Kitty habla de su vida con una mirada que pone en valor los vínculos construidos. Dice que no tiene familia, pero inmediatamente encuentra otra forma de definir aquello que la acompaña: “Están mis amigos, mis alumnos”.

Por eso, pisar el escenario de la Fiesta Nacional del Inmigrante tiene para ella un significado especial. No se trata solamente de formar parte de uno de los momentos que cada noche da inicio a los espectáculos del escenario mayor, sino de llevar consigo una historia de vida y a muchas de las personas que fueron parte de ella.

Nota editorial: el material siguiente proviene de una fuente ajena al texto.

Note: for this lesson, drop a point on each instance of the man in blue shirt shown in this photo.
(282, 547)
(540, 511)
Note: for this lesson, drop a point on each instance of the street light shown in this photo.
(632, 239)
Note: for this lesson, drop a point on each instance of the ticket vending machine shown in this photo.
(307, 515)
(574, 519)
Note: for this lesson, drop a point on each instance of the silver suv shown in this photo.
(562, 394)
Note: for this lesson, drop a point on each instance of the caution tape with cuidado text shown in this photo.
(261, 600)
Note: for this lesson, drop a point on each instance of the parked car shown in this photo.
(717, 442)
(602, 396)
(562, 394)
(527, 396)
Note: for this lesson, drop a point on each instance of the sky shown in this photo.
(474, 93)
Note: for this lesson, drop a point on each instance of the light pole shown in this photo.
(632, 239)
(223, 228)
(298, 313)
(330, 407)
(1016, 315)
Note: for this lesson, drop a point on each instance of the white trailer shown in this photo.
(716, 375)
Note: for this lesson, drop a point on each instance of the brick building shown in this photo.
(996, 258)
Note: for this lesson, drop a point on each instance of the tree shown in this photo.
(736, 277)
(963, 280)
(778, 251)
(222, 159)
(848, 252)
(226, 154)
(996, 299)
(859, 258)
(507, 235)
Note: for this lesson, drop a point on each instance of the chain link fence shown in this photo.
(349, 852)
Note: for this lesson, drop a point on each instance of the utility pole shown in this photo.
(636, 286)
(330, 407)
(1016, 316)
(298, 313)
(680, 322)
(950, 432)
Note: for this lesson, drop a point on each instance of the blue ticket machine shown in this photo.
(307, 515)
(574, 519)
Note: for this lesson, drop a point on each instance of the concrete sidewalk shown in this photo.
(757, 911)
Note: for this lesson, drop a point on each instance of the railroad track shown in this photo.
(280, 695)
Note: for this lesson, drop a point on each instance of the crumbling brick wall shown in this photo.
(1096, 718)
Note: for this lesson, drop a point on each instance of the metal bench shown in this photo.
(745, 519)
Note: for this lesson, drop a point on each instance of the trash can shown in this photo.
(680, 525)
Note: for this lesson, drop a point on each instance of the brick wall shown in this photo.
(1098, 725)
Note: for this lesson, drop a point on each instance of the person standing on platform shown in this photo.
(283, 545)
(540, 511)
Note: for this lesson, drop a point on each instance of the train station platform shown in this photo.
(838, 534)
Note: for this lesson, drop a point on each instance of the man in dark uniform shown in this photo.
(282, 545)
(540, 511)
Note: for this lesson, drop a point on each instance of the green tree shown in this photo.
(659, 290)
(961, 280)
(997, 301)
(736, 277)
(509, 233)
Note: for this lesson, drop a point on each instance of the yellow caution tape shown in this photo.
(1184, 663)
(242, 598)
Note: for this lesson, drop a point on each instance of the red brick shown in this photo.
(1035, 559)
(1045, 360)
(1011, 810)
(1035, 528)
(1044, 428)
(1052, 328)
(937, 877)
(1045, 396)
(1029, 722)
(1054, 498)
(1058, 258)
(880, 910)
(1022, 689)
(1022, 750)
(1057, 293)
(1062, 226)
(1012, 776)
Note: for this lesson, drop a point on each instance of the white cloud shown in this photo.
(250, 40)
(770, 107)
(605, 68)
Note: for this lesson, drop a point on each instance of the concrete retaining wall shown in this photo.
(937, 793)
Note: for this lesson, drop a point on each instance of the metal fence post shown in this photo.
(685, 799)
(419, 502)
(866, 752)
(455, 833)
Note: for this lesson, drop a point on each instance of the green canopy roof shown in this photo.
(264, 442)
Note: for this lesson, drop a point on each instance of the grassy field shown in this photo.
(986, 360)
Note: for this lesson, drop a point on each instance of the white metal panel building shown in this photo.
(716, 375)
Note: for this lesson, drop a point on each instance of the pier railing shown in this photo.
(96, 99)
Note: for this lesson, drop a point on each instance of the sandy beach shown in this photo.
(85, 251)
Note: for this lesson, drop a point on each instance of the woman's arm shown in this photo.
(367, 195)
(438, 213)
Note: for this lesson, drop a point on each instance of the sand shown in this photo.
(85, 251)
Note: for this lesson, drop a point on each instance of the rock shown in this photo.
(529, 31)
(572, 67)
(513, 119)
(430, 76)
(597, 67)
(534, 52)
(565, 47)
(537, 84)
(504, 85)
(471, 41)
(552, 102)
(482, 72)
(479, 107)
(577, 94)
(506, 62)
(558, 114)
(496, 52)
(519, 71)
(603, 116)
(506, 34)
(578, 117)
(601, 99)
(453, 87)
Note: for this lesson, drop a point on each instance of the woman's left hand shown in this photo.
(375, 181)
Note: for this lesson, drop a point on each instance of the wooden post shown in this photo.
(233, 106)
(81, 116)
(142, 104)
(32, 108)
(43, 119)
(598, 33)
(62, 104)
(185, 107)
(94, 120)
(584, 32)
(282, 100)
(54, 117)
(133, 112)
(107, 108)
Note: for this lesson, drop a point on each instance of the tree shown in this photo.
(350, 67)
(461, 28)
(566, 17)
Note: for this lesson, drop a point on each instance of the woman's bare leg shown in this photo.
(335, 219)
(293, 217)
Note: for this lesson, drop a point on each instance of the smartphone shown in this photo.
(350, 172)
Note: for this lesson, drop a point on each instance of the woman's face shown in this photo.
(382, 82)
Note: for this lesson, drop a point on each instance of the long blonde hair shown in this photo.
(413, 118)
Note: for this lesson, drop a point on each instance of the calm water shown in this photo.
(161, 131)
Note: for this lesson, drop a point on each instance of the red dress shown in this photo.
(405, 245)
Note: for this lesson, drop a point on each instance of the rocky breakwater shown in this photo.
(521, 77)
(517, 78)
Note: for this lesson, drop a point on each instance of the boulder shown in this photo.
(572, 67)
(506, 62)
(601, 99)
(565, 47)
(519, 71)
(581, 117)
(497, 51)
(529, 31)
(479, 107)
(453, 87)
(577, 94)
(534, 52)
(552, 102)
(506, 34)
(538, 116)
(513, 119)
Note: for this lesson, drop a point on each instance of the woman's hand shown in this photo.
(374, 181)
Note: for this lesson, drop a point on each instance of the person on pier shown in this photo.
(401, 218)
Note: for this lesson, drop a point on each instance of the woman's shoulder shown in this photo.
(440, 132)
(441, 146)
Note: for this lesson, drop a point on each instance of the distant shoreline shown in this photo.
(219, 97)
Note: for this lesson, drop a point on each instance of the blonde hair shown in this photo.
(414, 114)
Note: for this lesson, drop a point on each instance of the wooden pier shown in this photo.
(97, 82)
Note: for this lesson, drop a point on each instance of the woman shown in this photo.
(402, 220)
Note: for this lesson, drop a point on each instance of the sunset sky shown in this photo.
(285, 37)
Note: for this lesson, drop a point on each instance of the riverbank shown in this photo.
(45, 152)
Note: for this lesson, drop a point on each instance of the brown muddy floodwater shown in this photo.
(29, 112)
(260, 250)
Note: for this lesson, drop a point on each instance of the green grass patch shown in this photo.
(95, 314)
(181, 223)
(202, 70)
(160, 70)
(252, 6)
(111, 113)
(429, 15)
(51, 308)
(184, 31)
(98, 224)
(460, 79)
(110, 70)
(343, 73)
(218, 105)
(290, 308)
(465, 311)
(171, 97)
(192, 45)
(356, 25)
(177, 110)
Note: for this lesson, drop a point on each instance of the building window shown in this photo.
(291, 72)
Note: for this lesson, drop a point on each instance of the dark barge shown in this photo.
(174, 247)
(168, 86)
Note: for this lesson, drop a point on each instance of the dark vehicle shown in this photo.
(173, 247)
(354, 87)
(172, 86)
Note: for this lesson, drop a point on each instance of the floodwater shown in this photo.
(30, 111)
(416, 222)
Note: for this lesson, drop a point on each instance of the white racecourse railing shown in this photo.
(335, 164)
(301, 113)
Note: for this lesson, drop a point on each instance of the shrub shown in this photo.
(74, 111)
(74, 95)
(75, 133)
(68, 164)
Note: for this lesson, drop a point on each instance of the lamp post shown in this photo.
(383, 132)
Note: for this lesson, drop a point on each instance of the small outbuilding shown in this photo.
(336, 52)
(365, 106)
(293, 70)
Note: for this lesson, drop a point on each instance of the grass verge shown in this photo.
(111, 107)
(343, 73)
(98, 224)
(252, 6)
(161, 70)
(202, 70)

Dentro del Cuadro Apertura hay un momento que la sensibiliza especialmente: cuando ofrece la bandera.

“El momento en que ofrezco la bandera es muy importante para mí”, reconoció con emoción.

Así, cada noche, Kitty vuelve a subir al escenario para representar mucho más que un personaje. Lo hace como docente, como mujer comprometida con su comunidad y como una de esas personas que, a través de los años, dejaron una huella profunda en Oberá.

Su presencia en la 46ª Fiesta Nacional del Inmigrante es, en definitiva, un reconocimiento a toda una vida de entrega. Una vida que comenzó entre aulas, escuelas y fogones, y que hoy encuentra un nuevo escenario para seguir transmitiendo aquello que siempre la movilizó: enseñar, compartir y mantener el corazón contento.